WashingtonPost.com shows faces of the fallen

WashingtonPost.com senior news editor Steve Fox talked about the origins and future of a project in his newsroom. He didn't imagine it would be continuing as long as it has. Faces of the Fallen (http://www.WashingtonPost.com/wp-srv/world/iraq/casualties/facesofthefallen.htm) is a collection of the more than 1,000 U.S. soldiers who have died since the March 2003 invasion of Iraq.

Like many projects at a newspaper-based Web site, this one originated from a special section the print side was putting together for Veterans Day in November of 2003, Fox said.

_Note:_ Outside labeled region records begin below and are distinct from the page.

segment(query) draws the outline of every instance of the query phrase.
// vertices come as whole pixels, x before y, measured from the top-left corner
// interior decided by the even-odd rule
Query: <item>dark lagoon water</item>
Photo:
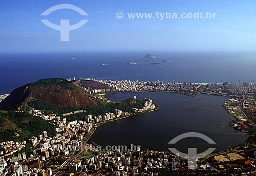
[[[187,152],[188,147],[197,148],[201,152],[209,147],[226,148],[244,142],[248,137],[229,126],[233,118],[222,106],[227,97],[203,94],[193,97],[165,92],[117,93],[106,97],[118,101],[134,95],[137,98],[152,99],[159,109],[100,126],[91,138],[92,141],[103,147],[130,146],[132,144],[159,150],[175,147]],[[167,144],[176,136],[191,131],[207,136],[216,144],[209,144],[196,138],[184,139],[175,145]]]

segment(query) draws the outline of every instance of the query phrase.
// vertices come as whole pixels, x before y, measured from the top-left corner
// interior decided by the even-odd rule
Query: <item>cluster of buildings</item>
[[[186,82],[145,82],[133,81],[131,80],[98,81],[108,85],[111,87],[111,90],[118,92],[136,92],[136,91],[170,91],[170,92],[196,92],[201,85],[199,83]]]
[[[26,141],[24,141],[23,142],[14,142],[13,141],[6,141],[1,142],[0,143],[0,151],[1,158],[3,159],[4,157],[8,157],[14,155],[23,148],[25,147]]]
[[[135,97],[136,98],[136,97]],[[88,135],[96,129],[99,123],[105,123],[119,118],[126,117],[134,114],[153,111],[156,105],[151,99],[146,99],[144,106],[140,109],[135,108],[133,113],[123,112],[118,109],[115,112],[108,113],[97,116],[92,115],[85,115],[84,121],[75,120],[67,122],[69,115],[85,113],[83,110],[76,111],[61,115],[49,114],[45,115],[42,111],[33,109],[29,113],[33,116],[49,120],[55,127],[57,135],[50,137],[47,132],[44,131],[37,136],[33,136],[28,142],[32,146],[32,151],[26,156],[20,150],[26,146],[26,141],[22,143],[13,141],[2,142],[0,144],[1,149],[0,157],[0,171],[1,175],[34,175],[51,176],[52,168],[41,168],[41,163],[49,161],[53,158],[59,156],[67,156],[78,147],[83,147],[83,144]],[[90,136],[87,136],[87,137]],[[79,168],[79,163],[70,164],[71,170],[76,170]]]

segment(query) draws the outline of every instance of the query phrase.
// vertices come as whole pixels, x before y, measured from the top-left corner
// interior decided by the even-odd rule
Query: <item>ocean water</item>
[[[146,59],[152,54],[157,59]],[[192,82],[255,82],[253,53],[116,52],[1,54],[0,94],[44,78]],[[75,57],[75,60],[70,59]],[[148,61],[169,60],[163,65]],[[127,65],[127,62],[138,63]],[[103,65],[104,64],[104,65]]]
[[[152,54],[157,59],[146,59]],[[116,52],[1,54],[0,94],[45,78],[91,78],[192,82],[255,82],[256,58],[253,53]],[[69,59],[75,57],[75,60]],[[167,60],[163,65],[148,61]],[[132,61],[137,65],[127,65]],[[203,133],[216,141],[220,149],[243,142],[247,137],[228,126],[232,119],[222,106],[226,97],[198,95],[144,93],[110,95],[121,100],[135,95],[151,98],[159,110],[110,123],[98,129],[92,140],[98,144],[140,145],[144,148],[167,150],[167,143],[177,135],[190,131]],[[131,136],[136,137],[131,138]],[[186,151],[191,144],[204,151],[209,145],[188,139],[178,144]],[[196,141],[195,141],[196,140]],[[195,141],[197,141],[195,142]],[[184,146],[183,147],[182,146]]]
[[[127,93],[109,94],[106,97],[118,101],[136,95],[150,98],[159,106],[157,111],[107,123],[98,127],[90,140],[104,148],[106,146],[140,145],[142,148],[168,150],[175,147],[187,153],[187,148],[197,148],[198,153],[209,147],[216,150],[243,143],[248,135],[229,126],[234,118],[222,104],[228,98],[198,94],[193,97],[166,92]],[[175,144],[168,144],[175,137],[185,133],[197,132],[206,135],[216,143],[187,138]]]

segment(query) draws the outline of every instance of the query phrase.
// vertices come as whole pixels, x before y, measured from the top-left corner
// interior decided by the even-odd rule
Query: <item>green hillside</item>
[[[0,142],[22,142],[44,130],[50,137],[56,134],[54,126],[40,118],[27,113],[0,111]]]

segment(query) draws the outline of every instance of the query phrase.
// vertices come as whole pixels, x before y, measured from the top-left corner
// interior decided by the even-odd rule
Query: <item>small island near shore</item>
[[[145,58],[147,59],[156,59],[157,57],[152,54],[148,54],[145,56]]]

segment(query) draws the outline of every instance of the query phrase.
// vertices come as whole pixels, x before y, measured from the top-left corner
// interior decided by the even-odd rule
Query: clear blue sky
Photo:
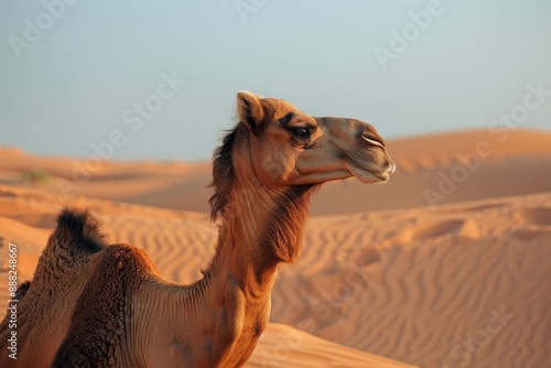
[[[551,89],[549,0],[442,0],[387,68],[376,47],[391,50],[391,30],[434,0],[60,1],[0,3],[2,145],[86,156],[120,131],[116,159],[208,160],[240,89],[369,121],[387,138],[487,128],[527,84]],[[240,14],[247,3],[255,11]],[[132,131],[123,115],[136,119],[163,73],[186,83]],[[551,96],[522,126],[551,129]]]

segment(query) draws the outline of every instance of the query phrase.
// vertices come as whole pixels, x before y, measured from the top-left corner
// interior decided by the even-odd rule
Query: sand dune
[[[388,149],[398,164],[390,182],[369,190],[356,180],[327,183],[314,197],[312,214],[428,206],[431,202],[425,191],[442,195],[432,202],[434,205],[445,205],[551,188],[551,132],[514,130],[507,136],[494,136],[475,130],[389,141]],[[97,171],[89,171],[87,180],[83,180],[86,175],[82,167],[87,167],[85,160],[41,158],[15,149],[0,149],[0,184],[28,186],[21,174],[43,170],[52,181],[41,187],[52,193],[208,212],[207,201],[212,195],[207,187],[212,180],[208,162],[109,161],[102,162]],[[71,185],[74,177],[83,184]]]
[[[494,143],[495,155],[434,208],[420,194],[484,134],[395,142],[404,169],[388,185],[344,182],[322,191],[315,206],[331,215],[311,218],[300,261],[281,267],[273,324],[248,366],[551,366],[551,134],[517,131],[507,144]],[[2,155],[0,280],[8,242],[19,248],[20,281],[32,278],[66,204],[90,208],[109,241],[143,248],[171,281],[196,280],[212,256],[216,228],[206,213],[143,205],[165,206],[179,188],[206,201],[205,165],[106,163],[66,195],[20,176],[41,169],[67,180],[71,160]],[[142,204],[121,202],[130,197]],[[0,315],[7,300],[6,281]]]

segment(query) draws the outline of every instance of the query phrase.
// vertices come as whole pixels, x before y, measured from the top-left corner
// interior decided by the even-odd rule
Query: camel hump
[[[95,253],[104,249],[105,235],[100,231],[100,223],[86,209],[64,207],[57,216],[57,227],[52,238],[62,248]]]

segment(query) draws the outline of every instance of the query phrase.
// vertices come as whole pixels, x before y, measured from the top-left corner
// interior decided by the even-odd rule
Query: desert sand
[[[280,268],[248,367],[551,366],[551,133],[485,130],[388,142],[389,183],[329,183]],[[78,169],[79,167],[79,169]],[[32,279],[64,205],[190,283],[213,253],[208,163],[100,162],[0,148],[0,316],[8,242]],[[47,173],[30,183],[30,172]]]

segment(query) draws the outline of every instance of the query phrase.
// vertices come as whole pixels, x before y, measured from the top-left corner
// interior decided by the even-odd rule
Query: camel
[[[1,367],[241,367],[269,316],[278,266],[302,247],[322,183],[386,182],[385,141],[355,119],[237,94],[239,122],[213,162],[215,255],[191,285],[168,282],[141,249],[107,245],[87,212],[64,208],[31,283],[18,291],[18,355],[8,317]]]

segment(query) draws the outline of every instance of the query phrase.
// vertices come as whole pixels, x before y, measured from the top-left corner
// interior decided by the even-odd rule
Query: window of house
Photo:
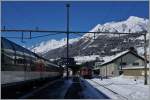
[[[134,62],[133,66],[139,66],[139,63],[138,62]]]
[[[125,65],[127,65],[127,63],[126,62],[121,62],[120,65],[125,66]]]

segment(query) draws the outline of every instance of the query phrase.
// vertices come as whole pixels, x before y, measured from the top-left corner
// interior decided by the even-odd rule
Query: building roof
[[[110,64],[112,63],[113,61],[119,59],[120,57],[124,56],[124,55],[127,55],[127,54],[133,54],[134,56],[138,57],[139,59],[141,60],[145,60],[143,57],[139,56],[137,53],[134,53],[133,51],[131,50],[126,50],[126,51],[123,51],[121,53],[118,53],[117,55],[115,56],[108,56],[108,57],[105,57],[104,60],[105,62],[101,64],[101,66],[104,66],[104,65],[107,65],[107,64]]]

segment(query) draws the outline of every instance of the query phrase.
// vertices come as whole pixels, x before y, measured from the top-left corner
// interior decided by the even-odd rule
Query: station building
[[[148,61],[147,61],[148,63]],[[132,50],[118,53],[109,57],[105,62],[101,63],[95,69],[99,71],[99,75],[103,77],[114,77],[121,74],[128,76],[144,75],[145,59]],[[147,73],[149,74],[149,66],[147,64]]]

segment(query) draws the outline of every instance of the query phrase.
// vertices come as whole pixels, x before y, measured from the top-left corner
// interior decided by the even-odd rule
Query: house
[[[99,74],[102,76],[114,77],[121,74],[128,76],[144,75],[145,59],[139,56],[135,51],[126,50],[115,56],[104,57],[104,61],[105,62],[98,67]],[[149,67],[147,71],[148,69]]]

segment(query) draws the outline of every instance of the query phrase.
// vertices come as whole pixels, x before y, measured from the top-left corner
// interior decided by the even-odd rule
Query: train
[[[93,71],[91,67],[82,67],[80,69],[80,76],[82,76],[83,78],[92,78],[93,76]]]
[[[1,85],[56,79],[63,68],[38,54],[1,37]]]

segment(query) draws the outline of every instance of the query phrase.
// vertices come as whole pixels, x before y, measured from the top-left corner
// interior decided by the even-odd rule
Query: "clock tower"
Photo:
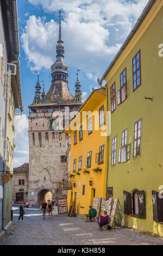
[[[65,63],[65,47],[59,15],[59,39],[56,61],[52,65],[52,83],[48,92],[41,87],[37,76],[35,95],[29,106],[29,186],[28,200],[39,205],[46,200],[66,197],[60,190],[61,180],[67,180],[66,152],[70,143],[69,136],[61,132],[82,105],[80,84],[76,84],[76,96],[68,85],[68,66]],[[58,119],[62,117],[61,125]]]

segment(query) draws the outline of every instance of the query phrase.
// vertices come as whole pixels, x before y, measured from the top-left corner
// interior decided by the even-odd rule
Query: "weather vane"
[[[80,69],[78,69],[78,70],[77,70],[77,80],[78,81],[78,71],[82,71],[82,70]]]

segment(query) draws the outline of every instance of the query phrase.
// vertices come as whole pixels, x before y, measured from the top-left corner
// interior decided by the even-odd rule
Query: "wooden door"
[[[108,200],[110,197],[113,197],[113,187],[108,187],[107,198]]]

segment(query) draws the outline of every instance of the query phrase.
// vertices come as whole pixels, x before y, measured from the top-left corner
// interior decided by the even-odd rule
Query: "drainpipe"
[[[5,122],[4,122],[4,138],[7,139],[7,129],[8,129],[8,95],[9,93],[5,95]],[[3,163],[3,173],[7,171],[6,162]],[[5,227],[5,184],[3,182],[3,210],[2,210],[2,229]]]
[[[99,85],[102,88],[106,89],[106,113],[108,113],[109,111],[109,106],[108,106],[108,88],[107,84],[105,86],[103,86],[102,85],[102,82],[101,82],[99,79],[97,80]],[[109,121],[109,120],[108,120]],[[106,126],[108,125],[107,124],[107,115],[106,115]],[[106,199],[107,197],[107,187],[108,187],[108,172],[109,172],[109,137],[107,136],[106,138],[106,170],[105,173],[105,197]]]

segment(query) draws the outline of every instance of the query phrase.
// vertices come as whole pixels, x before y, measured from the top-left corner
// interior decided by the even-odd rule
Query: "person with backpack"
[[[23,206],[23,203],[22,202],[20,203],[19,210],[20,216],[18,219],[18,222],[20,222],[20,219],[22,217],[22,222],[23,222],[23,215],[24,214],[24,207]]]

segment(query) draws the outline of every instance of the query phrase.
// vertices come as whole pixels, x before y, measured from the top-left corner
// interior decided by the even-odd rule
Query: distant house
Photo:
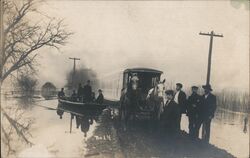
[[[46,82],[41,89],[41,94],[45,99],[51,99],[57,95],[56,86],[51,82]]]

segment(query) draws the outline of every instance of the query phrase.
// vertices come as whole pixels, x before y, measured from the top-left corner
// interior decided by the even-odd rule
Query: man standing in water
[[[213,95],[211,85],[204,85],[202,86],[204,89],[204,95],[202,96],[202,122],[203,122],[203,129],[202,129],[202,139],[205,140],[207,143],[210,139],[210,125],[211,121],[214,117],[214,113],[216,110],[216,96]]]
[[[176,93],[174,95],[174,101],[179,105],[180,107],[180,116],[179,116],[179,129],[181,129],[181,114],[185,114],[187,111],[186,102],[187,102],[187,96],[185,92],[182,90],[182,84],[176,83]]]
[[[192,139],[199,137],[199,129],[197,128],[200,111],[201,96],[197,93],[198,87],[192,86],[192,94],[187,100],[187,116],[189,121],[189,135]]]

A request from higher-ups at the paper to keep updating the Web version of the project set it in motion, and updates to the flash-based display became the regularly scheduled duty of members of WashingtonPost.com's design staff.

If they had the project to do over again, Fox said they would have certainly built Faces of the Fallen to  be database driven.

"We initially followed the lead of the newspaper, but over time it really became a Web project," Fox said. "Looking back now I see how we might have done it differently. But the design is clean. When the 1,000 [deaths] story [was covered] a lot of sites were playing catch-up to get versions of this out."

Faces of the Fallen's interactive nature has elicited many responses, said Fox, and has at times helped editors gain more information to put back into the project.

"When we're talking about interactivity, this is really what we're talking about," Fox said. "Engaging the reader, and getting into a conversation with them." 

USAToday.com closes with a song

After more than an hour of learning about ways to use databases, flash, video and shared publishing systems, the gathering ended with representatives from USATODAY.com, who showed what can be done by two guys with a digital camera and a digital audio recorder. Oh, and a lot of work during their free time and a week from their boss to apply the finishing touches.

"Sing My Song" was a project conceived, storyboarded and produced by Senior Designer Ron Coddington and Photo Editor Denny Gainer. The two spent 48 hours at West Virginia's New Song Festival near Charles Town, W.Va., talking to entrants and gathering all the audio and still pictures they could get their hands on.

The project, which received a Special Distinction Award at the 2004 Batten Awards for Innovations in Journalism, became a multi-faceted documentary which included about 60 minutes of audio, song lyrics, an in-depth look into the creation of the music, and even an interactive "you pick the winner" feature which, according to Coddington and Gainer, did not exactly please the competition's official judges, when a different winner was frequently chosen online.

"They still link to us on their Web site, though," Coddington said. "So that's a good sign."

The project ended up in the print product as a full-page feature and was praised by the Batten judges as "an exciting template for interactive entertainment news."

Coddington and Gainer showcased some other templates they have developed for covering breaking news and scheduled news events, including the Democratic and Republican conventions. The coverage featured numerous photo galleries and audio from inside and outside the convention halls. The templated nature of these packages is key, said Gainer.

"I can't emphasize enough the planning time that is required, " Gainer said. "In the case of the conventions, we had maybe four or five get-togethers to look at PhotoShop mock-ups and then take that into a working flash model and then getting comments from all the people that were going to get involved in gathering information and producing it whether they were going to be out in the field or in the office. [It's important] to talk through all the pieces [and try] to ask the smart questions so we didn't have those surprises. The worst-case scenario is you have a deadline and you're scrambling to make major changes to your template."